The Decision Against Caster Semenya is Flawed

September 23, 2020

Paul Melia, CCES president and CEO

Last week, a Swiss federal tribunal determined that the decision by the Court of Arbitration for Sport (CAS) that World Athletics’ policy for athletes with differences in sexual development (DSD) is necessary to ensure fair competition in women’s sport does not violate Swiss public policy. This allows the CAS decision to stand. I feel strongly that CAS’s decision was wrong as it was based on a false choice between fairness and inclusion and I am bewildered and disappointed by the Swiss court’s ruling.
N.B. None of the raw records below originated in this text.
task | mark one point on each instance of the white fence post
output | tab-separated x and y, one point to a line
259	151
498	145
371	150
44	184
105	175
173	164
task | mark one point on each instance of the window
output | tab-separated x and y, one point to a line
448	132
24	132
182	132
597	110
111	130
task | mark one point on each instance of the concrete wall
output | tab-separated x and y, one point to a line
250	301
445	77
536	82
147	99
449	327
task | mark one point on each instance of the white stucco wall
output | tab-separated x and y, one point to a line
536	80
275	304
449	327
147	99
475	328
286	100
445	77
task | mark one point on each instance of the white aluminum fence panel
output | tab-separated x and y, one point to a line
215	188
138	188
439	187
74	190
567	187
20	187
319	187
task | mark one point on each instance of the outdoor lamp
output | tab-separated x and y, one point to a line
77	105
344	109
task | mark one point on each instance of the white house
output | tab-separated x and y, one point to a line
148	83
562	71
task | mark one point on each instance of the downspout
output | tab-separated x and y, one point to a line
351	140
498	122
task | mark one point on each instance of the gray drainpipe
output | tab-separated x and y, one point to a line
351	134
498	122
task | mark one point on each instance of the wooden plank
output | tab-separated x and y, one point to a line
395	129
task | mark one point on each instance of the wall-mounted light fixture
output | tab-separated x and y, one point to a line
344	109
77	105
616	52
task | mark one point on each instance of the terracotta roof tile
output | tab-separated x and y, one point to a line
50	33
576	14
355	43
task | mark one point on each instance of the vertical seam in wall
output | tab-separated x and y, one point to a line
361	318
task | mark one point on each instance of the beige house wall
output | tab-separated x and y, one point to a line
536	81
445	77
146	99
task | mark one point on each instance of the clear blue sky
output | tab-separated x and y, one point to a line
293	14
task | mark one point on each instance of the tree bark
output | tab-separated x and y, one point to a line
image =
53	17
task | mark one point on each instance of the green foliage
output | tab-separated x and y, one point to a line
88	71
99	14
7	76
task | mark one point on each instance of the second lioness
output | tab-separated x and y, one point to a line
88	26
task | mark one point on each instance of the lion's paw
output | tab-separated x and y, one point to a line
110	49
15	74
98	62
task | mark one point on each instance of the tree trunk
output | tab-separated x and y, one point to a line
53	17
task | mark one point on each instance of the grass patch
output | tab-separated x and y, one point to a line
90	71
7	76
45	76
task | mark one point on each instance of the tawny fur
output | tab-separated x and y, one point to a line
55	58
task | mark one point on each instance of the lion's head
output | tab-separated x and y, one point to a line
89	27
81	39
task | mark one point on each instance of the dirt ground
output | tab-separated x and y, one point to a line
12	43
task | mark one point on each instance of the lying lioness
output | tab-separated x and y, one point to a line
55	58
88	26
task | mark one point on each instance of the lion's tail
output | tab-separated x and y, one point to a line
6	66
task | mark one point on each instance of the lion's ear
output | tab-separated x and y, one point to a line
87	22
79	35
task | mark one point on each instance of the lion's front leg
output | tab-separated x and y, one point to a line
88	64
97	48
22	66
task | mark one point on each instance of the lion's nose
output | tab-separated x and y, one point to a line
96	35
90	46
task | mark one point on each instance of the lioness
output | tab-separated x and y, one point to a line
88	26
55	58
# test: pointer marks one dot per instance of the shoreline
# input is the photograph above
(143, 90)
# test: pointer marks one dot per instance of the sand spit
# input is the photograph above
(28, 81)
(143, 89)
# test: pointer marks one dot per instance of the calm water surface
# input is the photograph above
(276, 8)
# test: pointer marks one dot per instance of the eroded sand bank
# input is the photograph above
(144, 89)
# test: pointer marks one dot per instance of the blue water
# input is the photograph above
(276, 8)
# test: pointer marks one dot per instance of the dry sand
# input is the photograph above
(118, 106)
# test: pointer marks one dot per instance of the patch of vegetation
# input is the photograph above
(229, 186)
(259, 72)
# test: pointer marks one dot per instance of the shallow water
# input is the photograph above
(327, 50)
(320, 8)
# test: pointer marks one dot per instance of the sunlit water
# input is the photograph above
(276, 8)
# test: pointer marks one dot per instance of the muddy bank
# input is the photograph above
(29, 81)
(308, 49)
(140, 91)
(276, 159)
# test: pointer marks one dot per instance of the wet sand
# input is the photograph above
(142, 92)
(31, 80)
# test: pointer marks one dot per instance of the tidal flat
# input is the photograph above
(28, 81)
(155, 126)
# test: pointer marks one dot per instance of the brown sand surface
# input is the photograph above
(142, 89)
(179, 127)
The decision by CAS was based on the outdated concept that sex and gender are one and the same binary categories and that elevated levels of naturally occurring testosterone, separate and apart from all of the other naturally occurring advantages possessed by high performance athletes, proffer an unfair advantage for female athletes. This is evidence that sport is locked in an old paradigm that believes sex is binary – athletes are either male or female – and they have chosen to narrow in on the hormone testosterone as the great divide between the two categories.

We now understand that sex and gender are not one and the same. Gender identity is a personal sense of who you are. It might be male, female, some combination of both or neither one. It is complicated.
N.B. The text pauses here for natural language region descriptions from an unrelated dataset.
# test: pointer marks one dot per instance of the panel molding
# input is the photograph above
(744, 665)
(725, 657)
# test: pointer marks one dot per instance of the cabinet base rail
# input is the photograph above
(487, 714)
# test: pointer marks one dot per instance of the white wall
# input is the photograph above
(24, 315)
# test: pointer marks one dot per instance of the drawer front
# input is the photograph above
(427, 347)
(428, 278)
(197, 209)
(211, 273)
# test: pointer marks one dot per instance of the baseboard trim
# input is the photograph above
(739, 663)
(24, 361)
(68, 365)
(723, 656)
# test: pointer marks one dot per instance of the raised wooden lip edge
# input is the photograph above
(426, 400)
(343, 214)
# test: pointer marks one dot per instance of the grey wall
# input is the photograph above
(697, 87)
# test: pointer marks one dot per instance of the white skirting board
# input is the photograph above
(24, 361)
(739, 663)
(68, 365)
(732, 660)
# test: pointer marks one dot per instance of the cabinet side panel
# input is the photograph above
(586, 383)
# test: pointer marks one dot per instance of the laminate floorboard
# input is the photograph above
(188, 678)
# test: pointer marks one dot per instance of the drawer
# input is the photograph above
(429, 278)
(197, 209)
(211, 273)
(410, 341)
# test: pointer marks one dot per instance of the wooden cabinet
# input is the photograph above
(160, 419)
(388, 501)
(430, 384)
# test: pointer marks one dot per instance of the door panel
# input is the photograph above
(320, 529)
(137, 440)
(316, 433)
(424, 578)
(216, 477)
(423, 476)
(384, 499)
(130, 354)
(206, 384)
The most high profile athlete to be affected by this decision is South African middle-distance runner and Olympic and World champion, Caster Semenya. Caster is a woman, has always identified as a woman, and refuses to use medication to suppress her naturally high testosterone that World Athletics believes should be regulated. At one time, Caster did use medication to lower her testosterone, but it had side effects and she decided not to continue with it and to challenge the regulations imposed on female athletes with DSD instead. Under these new regulations, she will not be able to defend her titles if she won’t medicate.

I can’t imagine how confusing and disorienting it would be to have an international court tell me that I’m not who I know myself to be. Caster has been sex and gender policed for over a decade – told repeatedly that she’s not a woman and that it’s not fair for her to compete in the women’s category. She was singled out for sex testing by World Athletics because her appearance is not considered feminine and, if I may, because she is fast.

Federal and Provincial Human Rights legislation in Canada protects individuals against discrimination based on gender identity. As a result, I think that a Canadian court considering such a CAS ruling against a Canadian athlete would have reached a different conclusion to the Swiss tribunal.   

I think it is time for the sport community to reexamine its approach to sport categorization. When we ignore what we know about the broad spectrum of human experience in the area of biological sex and gender identity we risk violating the human rights of the people who do not fit an obsolete definition of a biological female. We cannot then turn around and justify the harm in the name of fairness.